長い巻き髪に指を絡めつつ、緑色に潤む瞳(カラコンだ)でこっちを見上げる。

少しも悪いと思っていない、優越感にあふれたその上目遣いは、同じだった。2年半前、私の元カレ――当時は彼氏――佐々木君との関係が私にバレた時のそれと。

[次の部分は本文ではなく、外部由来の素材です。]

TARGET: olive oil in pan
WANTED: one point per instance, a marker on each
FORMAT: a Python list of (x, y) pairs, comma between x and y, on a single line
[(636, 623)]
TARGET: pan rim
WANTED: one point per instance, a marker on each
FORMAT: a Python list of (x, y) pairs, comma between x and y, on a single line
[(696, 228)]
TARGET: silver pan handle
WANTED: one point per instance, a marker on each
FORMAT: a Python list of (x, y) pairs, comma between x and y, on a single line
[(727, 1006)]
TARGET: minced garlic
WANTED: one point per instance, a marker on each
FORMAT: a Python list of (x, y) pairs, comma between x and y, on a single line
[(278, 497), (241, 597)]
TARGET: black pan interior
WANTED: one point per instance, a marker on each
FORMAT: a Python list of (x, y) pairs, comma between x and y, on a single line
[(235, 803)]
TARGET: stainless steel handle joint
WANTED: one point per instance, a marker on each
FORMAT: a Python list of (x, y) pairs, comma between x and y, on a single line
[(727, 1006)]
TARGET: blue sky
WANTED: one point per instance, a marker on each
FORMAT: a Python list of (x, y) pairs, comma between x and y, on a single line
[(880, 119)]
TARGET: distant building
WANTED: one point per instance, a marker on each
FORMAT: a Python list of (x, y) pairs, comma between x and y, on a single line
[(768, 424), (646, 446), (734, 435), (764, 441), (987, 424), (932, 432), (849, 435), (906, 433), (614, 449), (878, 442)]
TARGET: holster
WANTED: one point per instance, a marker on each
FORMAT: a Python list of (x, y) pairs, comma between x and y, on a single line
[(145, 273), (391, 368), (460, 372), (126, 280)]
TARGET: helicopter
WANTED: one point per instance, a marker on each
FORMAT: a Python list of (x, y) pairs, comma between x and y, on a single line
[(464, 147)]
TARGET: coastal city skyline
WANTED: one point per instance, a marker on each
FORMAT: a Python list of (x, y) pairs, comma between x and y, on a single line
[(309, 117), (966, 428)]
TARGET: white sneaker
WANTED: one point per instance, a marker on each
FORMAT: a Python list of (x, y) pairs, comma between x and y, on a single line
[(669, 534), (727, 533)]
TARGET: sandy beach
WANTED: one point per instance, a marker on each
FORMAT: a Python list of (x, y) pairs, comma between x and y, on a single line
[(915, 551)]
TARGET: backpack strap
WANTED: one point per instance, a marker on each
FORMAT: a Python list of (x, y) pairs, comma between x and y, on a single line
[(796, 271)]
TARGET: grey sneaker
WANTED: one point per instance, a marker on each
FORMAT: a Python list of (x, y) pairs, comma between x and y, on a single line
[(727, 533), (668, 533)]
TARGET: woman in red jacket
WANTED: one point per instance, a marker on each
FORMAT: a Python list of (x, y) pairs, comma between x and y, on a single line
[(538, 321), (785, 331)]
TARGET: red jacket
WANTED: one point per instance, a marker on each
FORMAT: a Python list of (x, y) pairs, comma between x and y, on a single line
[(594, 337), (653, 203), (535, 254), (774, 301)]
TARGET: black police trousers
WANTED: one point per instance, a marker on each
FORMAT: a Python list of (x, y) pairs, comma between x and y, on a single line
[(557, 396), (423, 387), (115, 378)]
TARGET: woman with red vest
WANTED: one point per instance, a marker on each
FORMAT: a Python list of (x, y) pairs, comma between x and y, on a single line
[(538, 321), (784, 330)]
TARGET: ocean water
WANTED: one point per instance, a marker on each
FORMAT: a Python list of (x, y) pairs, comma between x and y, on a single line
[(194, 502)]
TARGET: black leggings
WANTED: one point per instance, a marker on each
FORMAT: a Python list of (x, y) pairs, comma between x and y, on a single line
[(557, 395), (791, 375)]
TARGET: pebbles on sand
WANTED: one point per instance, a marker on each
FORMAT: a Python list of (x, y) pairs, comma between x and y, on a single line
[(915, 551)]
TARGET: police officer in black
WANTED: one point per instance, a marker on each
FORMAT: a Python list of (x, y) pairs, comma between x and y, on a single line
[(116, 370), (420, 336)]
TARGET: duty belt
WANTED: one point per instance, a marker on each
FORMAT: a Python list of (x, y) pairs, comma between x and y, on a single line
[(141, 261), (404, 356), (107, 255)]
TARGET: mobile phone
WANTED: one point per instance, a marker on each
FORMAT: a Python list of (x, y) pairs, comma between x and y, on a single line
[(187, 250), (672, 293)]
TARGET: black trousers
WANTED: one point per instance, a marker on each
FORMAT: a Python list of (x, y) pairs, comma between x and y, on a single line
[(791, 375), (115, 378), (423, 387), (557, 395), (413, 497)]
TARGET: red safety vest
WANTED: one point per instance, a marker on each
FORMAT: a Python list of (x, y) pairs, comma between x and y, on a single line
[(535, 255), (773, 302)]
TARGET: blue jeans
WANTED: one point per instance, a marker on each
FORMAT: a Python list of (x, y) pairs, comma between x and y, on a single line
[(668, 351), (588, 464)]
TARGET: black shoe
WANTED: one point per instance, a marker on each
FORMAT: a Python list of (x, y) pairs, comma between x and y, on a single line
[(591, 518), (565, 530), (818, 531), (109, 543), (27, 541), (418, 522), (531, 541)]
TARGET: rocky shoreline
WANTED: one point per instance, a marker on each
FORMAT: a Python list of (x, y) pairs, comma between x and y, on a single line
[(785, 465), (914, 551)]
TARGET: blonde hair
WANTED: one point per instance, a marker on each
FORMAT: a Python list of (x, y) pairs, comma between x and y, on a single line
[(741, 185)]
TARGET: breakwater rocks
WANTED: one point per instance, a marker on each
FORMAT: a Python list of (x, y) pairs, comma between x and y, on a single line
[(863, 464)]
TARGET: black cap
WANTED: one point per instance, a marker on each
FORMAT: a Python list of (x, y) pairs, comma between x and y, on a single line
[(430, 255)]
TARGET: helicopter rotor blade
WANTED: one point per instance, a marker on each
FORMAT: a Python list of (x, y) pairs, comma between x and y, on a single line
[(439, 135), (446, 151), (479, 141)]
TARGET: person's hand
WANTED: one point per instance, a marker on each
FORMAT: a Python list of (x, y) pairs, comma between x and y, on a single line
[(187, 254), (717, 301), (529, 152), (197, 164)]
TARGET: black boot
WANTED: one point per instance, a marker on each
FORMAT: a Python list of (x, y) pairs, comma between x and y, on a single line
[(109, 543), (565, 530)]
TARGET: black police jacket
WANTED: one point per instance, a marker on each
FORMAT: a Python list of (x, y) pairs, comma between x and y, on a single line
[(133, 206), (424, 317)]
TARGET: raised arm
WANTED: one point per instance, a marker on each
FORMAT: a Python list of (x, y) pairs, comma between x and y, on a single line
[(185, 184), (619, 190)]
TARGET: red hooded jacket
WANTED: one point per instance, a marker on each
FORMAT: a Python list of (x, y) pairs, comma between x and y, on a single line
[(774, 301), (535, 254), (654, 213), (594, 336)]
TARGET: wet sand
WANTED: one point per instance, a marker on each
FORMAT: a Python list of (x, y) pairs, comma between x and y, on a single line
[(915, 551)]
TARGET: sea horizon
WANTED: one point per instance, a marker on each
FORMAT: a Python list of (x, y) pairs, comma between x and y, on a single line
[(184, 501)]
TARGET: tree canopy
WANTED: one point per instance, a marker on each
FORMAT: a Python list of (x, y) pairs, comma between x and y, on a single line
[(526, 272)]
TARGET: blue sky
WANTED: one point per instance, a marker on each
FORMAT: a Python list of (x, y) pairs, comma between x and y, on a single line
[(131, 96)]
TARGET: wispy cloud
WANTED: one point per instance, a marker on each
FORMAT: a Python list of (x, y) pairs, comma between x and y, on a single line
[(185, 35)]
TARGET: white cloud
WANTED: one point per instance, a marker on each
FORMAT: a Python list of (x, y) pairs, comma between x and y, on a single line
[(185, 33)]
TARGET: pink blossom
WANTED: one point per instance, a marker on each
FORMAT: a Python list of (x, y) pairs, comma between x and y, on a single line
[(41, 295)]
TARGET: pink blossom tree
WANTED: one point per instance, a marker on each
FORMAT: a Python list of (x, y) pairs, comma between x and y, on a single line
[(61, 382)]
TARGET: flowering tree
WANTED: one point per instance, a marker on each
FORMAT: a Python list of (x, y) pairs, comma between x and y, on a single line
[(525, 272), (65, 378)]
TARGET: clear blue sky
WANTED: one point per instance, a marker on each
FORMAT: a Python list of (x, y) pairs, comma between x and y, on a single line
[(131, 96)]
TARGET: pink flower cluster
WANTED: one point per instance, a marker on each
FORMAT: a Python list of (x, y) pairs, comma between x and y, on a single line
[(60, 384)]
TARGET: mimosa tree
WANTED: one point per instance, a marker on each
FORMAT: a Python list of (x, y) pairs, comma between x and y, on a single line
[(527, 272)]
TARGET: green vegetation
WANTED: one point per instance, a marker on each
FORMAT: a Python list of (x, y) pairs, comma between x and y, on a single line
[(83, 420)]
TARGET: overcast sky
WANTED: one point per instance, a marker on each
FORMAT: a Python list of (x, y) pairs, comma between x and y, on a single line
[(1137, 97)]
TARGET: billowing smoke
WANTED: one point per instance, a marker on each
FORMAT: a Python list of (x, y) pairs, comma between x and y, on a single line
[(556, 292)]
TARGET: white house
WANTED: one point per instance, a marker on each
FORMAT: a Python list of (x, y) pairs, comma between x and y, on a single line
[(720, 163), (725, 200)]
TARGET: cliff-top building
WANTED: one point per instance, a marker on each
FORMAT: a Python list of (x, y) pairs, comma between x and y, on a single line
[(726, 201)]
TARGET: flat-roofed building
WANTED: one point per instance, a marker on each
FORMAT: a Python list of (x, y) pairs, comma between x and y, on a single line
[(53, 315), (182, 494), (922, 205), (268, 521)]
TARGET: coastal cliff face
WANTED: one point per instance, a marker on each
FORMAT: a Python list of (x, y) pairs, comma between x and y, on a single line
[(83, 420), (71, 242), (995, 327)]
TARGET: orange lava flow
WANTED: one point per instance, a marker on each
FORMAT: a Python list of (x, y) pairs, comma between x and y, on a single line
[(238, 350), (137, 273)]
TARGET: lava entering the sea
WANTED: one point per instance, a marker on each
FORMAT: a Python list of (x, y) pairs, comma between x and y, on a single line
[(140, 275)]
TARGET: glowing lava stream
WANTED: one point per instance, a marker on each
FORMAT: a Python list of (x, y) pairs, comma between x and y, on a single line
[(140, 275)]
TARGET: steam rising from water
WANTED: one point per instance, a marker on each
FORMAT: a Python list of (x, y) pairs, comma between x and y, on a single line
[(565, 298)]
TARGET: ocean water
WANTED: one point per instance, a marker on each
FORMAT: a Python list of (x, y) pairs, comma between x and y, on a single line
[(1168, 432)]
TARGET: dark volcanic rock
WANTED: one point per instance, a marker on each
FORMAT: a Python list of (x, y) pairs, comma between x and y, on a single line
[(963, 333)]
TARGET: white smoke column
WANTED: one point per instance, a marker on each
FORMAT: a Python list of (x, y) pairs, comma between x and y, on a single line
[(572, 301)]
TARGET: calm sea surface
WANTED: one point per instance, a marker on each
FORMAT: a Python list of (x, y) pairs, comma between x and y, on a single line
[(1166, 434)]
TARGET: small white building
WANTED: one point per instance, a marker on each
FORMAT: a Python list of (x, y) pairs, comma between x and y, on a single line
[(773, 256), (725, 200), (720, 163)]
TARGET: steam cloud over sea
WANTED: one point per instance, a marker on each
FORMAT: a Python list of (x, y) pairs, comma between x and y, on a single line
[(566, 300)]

今更彼に未練なんてこれっぽっちもないけど、それでもあの時を思い出すと、やっぱり心穏やかではいられない。
当時は本当に辛かったし、そのせいで仕事も続けられなくなって……


「ねぇねぇお父さん、キララ、やっぱりお色直しは5回やりたい!」

「キララさんなら何を着ても似合うでしょうねぇ」
「お母さんもそう思うでしょう?」
「もちろんですよ」
「彰さんのところのデザイナーが、特別に全部オーダーメイドで作ってくれるって言うの」
「まぁよかった。さすが人気ファッションブランドの御曹司ねぇ」

「お父さんお父さん、それからね、結婚のお祝いに車が欲しいなぁ。フェラーリがいいんだ! 友達に乗せてもらったんだけど、もう加速がヤバすぎっ!」

「し、しかし、お前、もうベンツを持っとるじゃないか」

フェラーリと聞いてさすがにお父さんの顔も引きつっていたが、女性陣の勢いは止まらない。